One of the most inspiring organizations I can think of, Architecture for Humanity, has recently launched the Open Architecture Network, an online platform for architects to collaborate on housing design solutions for developing nations. The site's FAQ outlines their mission:
"One billion people live in abject poverty. Four billion live in fragile but growing economies. One in seven people live in slum settlements. By 2020 it will be one in three. We don't need to choose between architecture or revolution. What we need is an architectural revolution."
The site contains tools, specs, and other documentation that allows architects from around the world to collaborate on open source solutions to designing housing and other structures for the developing world. Their work is quite often amazing - taking simple, local materials and building homes and clinics substantially more livable and beautiful than my New York studio.

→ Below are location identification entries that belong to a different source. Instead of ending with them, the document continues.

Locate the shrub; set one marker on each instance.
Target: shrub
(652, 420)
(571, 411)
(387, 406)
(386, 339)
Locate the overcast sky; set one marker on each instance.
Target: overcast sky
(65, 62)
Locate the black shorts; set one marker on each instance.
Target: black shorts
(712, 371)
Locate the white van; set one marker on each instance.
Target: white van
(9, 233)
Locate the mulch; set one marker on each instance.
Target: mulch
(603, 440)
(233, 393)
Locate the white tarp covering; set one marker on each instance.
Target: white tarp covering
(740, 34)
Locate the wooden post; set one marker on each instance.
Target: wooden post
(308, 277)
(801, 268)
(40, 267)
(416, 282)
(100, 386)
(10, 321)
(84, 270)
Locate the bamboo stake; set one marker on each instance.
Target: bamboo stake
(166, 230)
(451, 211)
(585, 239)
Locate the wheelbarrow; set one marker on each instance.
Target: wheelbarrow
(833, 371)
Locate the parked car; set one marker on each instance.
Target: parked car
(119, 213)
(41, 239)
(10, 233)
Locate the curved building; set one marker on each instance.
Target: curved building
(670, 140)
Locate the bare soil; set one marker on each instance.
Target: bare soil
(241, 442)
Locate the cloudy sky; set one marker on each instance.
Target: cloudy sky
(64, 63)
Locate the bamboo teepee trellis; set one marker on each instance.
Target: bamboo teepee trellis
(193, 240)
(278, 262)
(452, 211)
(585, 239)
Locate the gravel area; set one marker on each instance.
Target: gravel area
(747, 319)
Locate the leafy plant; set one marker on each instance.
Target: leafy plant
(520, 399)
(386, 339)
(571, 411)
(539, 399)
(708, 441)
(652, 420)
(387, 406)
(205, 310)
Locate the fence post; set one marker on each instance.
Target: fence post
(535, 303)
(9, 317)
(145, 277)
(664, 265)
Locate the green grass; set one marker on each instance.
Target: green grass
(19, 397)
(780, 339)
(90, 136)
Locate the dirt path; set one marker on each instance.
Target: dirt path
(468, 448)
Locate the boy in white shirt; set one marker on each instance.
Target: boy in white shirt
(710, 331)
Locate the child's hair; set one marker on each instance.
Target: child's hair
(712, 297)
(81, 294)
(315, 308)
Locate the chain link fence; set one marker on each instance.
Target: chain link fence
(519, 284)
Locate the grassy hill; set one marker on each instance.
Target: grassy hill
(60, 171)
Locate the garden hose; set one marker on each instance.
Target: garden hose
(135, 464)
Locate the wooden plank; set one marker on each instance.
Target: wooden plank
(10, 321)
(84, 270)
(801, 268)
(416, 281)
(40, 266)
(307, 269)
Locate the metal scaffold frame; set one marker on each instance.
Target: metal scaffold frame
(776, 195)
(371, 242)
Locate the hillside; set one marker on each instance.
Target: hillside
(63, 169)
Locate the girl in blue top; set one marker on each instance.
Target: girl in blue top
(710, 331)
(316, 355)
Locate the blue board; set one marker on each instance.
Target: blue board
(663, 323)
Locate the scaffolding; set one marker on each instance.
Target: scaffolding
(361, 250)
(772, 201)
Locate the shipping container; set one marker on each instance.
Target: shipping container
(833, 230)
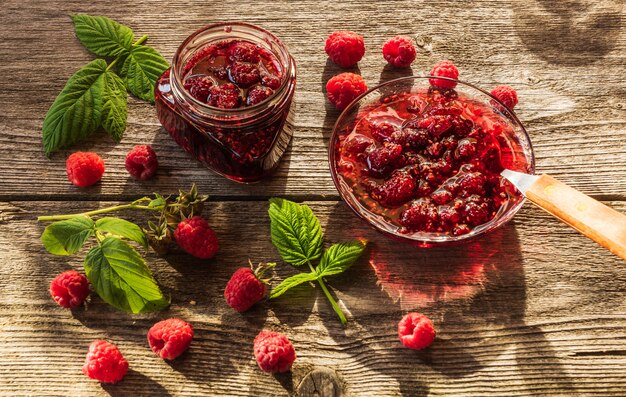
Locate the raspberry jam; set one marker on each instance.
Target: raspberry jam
(227, 99)
(425, 163)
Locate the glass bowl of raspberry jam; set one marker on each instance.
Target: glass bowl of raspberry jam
(227, 99)
(422, 164)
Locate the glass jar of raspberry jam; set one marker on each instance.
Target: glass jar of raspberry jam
(227, 99)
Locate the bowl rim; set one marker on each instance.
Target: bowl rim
(425, 240)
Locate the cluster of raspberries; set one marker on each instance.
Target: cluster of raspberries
(346, 48)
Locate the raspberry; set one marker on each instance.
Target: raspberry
(104, 362)
(245, 52)
(399, 51)
(198, 87)
(344, 88)
(396, 190)
(245, 288)
(84, 168)
(69, 289)
(258, 94)
(170, 338)
(505, 94)
(273, 352)
(141, 162)
(416, 331)
(196, 237)
(444, 69)
(226, 96)
(244, 74)
(345, 48)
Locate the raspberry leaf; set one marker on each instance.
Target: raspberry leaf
(114, 107)
(296, 232)
(339, 257)
(291, 282)
(142, 67)
(101, 35)
(121, 277)
(122, 228)
(76, 112)
(67, 237)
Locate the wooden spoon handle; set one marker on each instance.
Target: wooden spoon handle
(595, 220)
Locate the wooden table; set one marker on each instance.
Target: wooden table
(532, 309)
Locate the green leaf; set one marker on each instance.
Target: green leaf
(114, 107)
(296, 232)
(76, 112)
(101, 35)
(339, 257)
(291, 282)
(122, 228)
(122, 279)
(66, 237)
(141, 68)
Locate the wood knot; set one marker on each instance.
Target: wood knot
(321, 382)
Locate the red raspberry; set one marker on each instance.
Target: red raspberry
(245, 52)
(273, 352)
(198, 87)
(84, 168)
(196, 237)
(345, 48)
(344, 88)
(244, 74)
(170, 338)
(104, 362)
(225, 96)
(245, 287)
(258, 94)
(444, 69)
(505, 94)
(416, 331)
(69, 289)
(399, 51)
(141, 162)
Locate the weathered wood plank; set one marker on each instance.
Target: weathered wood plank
(571, 101)
(532, 309)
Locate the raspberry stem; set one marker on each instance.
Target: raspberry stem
(332, 300)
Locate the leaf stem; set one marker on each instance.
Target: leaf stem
(332, 300)
(96, 212)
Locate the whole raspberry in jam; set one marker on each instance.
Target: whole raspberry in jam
(416, 331)
(258, 94)
(195, 236)
(444, 69)
(505, 94)
(141, 162)
(69, 289)
(244, 52)
(399, 51)
(104, 362)
(84, 168)
(345, 48)
(244, 74)
(170, 338)
(225, 96)
(344, 88)
(198, 87)
(273, 352)
(245, 287)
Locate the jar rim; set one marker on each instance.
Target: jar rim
(178, 62)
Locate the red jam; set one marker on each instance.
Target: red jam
(229, 101)
(429, 161)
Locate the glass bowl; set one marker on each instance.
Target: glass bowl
(515, 150)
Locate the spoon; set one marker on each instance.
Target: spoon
(595, 220)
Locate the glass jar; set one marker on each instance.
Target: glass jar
(243, 144)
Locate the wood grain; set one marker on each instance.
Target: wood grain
(533, 309)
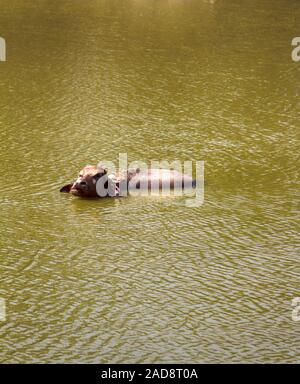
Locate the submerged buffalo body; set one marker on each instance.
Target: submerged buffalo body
(94, 181)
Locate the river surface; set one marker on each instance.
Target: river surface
(150, 280)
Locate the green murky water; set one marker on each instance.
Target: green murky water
(137, 279)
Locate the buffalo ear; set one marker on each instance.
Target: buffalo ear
(66, 188)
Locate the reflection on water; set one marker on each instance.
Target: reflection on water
(137, 279)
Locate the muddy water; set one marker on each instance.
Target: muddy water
(148, 279)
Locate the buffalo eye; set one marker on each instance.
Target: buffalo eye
(98, 175)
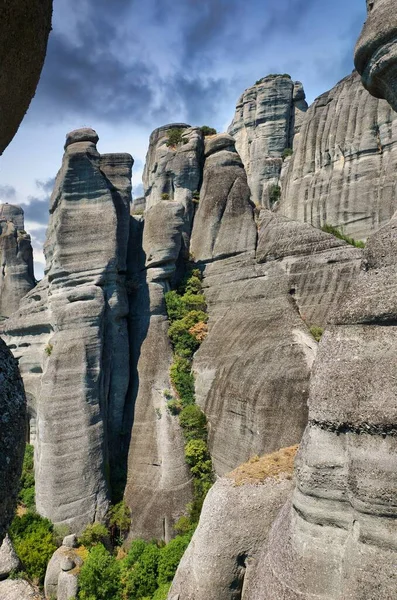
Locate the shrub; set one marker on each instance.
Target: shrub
(205, 130)
(26, 494)
(99, 576)
(340, 235)
(93, 534)
(175, 137)
(286, 153)
(170, 557)
(316, 332)
(274, 195)
(33, 540)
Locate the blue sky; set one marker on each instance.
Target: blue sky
(125, 67)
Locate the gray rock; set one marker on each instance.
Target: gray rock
(12, 431)
(16, 256)
(234, 526)
(267, 117)
(376, 51)
(59, 580)
(25, 26)
(18, 589)
(9, 560)
(224, 223)
(70, 541)
(342, 171)
(71, 336)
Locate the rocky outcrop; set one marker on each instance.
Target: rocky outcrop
(16, 256)
(261, 309)
(13, 424)
(71, 335)
(235, 521)
(342, 168)
(25, 26)
(376, 51)
(18, 589)
(9, 560)
(267, 117)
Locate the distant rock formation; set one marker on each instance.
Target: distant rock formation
(16, 256)
(25, 26)
(71, 334)
(267, 117)
(237, 515)
(344, 160)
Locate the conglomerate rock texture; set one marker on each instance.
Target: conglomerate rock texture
(25, 26)
(267, 117)
(72, 338)
(342, 171)
(16, 256)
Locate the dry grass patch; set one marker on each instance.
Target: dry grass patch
(257, 470)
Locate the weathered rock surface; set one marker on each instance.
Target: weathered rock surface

As I understand it, the OAN represents a kind of return to the roots of Architecture for Humanity, which I once heard its founder Cameron Sinclair describe as the result of simply going out to the web and asking people to help solve the kinds of housing problems that traditional architecture had been unable to deal with.
There does seem to be a small but encouraging trend of open source ideas jumping from the digital to the physical world. One of the most promising that I've heard of recently is the Institute for OneWorld Health - to my knowledge the world's first nonprofit pharmaceutical company (about time). There is of course a difference between open source and simply nonprofit - as OneWorld Health's original drug product came from scouring databases of drugs whose patents had expired it does, in a sense, encompass both.
What gives me the most hope about these initiatives is only partially their direct benefit in terms of products. I am more excited by the fact that one of open source's main side-effects is education. If you need proof, how many of you learned HTML from hitting the 'view source' button? I don't think anyone can predict what kinds of revolutionary innovation will occur when millions of people in emerging economies are able to hit 'view source' on the institutions that hamper development.